If that's the case, be prepared to explain it.
"I think people need to know up front that if an employer may look at their credit records and if there's something in there they're concerned about they may even want to consider raising that during the interview," said Ruth Susswein with Consumer Action.
Keep in mind the employer cannot see your credit report without tour permission. You have to authorize that. But deny them and tour application may not make it to the next step.
So what can you do to still get that job?
Credit experts say before you start applying be proactive!
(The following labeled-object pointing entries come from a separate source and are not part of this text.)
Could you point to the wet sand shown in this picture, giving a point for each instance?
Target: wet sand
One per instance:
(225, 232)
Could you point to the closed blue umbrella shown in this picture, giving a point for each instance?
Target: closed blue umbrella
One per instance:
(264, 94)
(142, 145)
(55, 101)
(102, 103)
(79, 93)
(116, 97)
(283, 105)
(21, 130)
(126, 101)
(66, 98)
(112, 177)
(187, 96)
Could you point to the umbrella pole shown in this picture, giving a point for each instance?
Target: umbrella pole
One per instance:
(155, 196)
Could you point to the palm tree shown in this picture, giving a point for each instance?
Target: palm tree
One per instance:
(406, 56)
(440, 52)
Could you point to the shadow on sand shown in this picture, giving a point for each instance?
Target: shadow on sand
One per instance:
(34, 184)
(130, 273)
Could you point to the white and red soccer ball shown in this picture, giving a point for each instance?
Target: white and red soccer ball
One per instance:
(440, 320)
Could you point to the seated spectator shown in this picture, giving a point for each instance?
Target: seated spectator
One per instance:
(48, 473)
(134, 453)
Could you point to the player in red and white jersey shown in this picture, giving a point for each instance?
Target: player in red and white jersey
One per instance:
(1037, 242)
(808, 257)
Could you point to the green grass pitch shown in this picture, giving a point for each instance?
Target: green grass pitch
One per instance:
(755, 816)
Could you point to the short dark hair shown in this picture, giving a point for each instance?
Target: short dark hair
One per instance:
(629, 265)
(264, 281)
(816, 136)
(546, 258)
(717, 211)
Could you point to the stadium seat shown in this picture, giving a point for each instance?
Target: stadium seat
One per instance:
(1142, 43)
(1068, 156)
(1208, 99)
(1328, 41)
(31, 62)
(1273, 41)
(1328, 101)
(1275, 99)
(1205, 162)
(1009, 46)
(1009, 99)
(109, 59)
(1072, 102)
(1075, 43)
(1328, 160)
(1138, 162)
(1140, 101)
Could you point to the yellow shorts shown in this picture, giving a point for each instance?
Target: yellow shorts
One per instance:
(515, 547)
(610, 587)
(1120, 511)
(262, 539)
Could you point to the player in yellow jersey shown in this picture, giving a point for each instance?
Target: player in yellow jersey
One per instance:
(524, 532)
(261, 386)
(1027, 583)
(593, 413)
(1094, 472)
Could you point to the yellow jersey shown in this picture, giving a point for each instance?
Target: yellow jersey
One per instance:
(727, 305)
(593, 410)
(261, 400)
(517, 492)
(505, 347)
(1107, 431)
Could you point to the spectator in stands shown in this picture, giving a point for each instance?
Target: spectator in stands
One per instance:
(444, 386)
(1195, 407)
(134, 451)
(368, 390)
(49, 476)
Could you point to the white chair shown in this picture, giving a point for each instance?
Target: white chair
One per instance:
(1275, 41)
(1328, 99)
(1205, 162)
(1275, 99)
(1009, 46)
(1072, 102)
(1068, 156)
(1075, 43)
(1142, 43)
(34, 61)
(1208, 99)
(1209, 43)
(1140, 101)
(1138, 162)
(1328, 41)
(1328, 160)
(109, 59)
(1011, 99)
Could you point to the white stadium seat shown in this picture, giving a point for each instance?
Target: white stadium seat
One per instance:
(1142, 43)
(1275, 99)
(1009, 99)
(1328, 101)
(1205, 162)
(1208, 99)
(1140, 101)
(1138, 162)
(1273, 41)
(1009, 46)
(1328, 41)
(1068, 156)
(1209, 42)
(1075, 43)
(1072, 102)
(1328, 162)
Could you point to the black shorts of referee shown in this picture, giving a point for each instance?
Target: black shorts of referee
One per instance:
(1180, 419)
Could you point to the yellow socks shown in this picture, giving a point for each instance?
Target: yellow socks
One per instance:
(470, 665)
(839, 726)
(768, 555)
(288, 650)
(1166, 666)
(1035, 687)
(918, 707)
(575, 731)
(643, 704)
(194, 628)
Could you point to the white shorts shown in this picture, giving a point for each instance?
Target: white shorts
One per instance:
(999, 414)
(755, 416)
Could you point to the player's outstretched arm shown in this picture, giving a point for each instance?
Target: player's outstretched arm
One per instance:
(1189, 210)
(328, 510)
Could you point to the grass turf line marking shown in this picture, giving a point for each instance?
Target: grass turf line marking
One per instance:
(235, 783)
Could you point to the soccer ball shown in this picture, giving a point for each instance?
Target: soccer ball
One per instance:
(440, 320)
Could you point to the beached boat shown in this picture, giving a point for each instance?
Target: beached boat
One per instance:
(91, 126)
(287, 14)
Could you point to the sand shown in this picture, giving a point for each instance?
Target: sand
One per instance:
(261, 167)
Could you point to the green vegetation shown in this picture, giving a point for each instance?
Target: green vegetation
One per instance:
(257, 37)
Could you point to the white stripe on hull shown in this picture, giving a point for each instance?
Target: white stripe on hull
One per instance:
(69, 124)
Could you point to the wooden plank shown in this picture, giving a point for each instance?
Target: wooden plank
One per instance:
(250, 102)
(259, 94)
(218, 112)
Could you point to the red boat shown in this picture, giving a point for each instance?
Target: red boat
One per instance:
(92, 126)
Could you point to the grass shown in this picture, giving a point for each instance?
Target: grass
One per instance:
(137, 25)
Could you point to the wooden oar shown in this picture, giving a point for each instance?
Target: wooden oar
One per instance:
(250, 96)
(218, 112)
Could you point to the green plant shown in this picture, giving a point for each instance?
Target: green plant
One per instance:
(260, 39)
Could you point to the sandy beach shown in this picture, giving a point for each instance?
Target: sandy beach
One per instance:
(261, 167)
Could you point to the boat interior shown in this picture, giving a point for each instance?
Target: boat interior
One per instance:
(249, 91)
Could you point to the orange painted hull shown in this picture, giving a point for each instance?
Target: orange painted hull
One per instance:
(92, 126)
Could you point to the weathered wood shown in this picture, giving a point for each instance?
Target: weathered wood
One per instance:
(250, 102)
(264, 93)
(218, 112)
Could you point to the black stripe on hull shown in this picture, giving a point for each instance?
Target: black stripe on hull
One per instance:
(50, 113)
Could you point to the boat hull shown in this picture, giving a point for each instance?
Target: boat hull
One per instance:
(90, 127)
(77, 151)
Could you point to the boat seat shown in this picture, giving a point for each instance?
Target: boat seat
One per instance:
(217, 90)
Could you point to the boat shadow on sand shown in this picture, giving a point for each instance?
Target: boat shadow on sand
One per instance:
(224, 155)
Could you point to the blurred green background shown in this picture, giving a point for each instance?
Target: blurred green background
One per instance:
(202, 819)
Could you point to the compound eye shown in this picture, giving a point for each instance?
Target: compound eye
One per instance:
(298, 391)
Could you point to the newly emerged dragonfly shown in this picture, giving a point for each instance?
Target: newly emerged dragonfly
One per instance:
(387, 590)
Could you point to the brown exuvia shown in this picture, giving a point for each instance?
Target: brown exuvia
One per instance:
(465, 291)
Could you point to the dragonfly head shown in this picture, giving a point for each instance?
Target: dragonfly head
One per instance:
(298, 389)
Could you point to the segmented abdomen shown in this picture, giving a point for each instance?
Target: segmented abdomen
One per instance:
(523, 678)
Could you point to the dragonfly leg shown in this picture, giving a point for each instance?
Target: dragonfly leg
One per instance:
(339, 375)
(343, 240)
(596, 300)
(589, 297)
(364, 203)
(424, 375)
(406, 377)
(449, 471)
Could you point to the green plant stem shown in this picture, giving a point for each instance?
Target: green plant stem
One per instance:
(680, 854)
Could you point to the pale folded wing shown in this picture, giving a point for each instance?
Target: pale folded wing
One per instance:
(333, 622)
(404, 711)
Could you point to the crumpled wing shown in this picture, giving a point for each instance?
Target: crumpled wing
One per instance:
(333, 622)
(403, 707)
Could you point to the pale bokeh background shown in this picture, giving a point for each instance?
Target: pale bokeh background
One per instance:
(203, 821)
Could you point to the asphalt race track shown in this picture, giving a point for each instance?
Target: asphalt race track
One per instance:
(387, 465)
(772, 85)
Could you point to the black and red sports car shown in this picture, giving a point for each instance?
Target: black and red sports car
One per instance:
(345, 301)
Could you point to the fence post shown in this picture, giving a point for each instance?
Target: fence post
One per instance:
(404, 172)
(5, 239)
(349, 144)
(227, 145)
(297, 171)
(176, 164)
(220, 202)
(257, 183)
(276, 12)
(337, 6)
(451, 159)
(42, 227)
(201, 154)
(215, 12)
- Request your credit reports
- Fix any errors
"It could end up costing you a job."
It's important to note the employer would get a different kind of credit report than the one that includes your actual score.
The employment report includes your credit payment history and other credit habits.
There are also bills pending in more than 20 states across the country and four states have already restricted the practice.
U.S. residents are allowed to get a free copy of their credit report each year.
An employment background check often includes a copy of your credit report.
The three major credit reporting agencies (Experian, Transunion, and Equifax) provide a modified version of the credit report called an "employment report."
An "employment report" includes information about your credit-payment history and other credit habits from which current or potential employers might draw conclusions about you.
An employment report provides everything a standard credit report would provide; however, it doesn't include your credit score or date of birth. Nor does it place an "inquiry" on your credit file that may be seen by a company looking to issue you credit. Having too many credit inquiries tends to lower your credit score.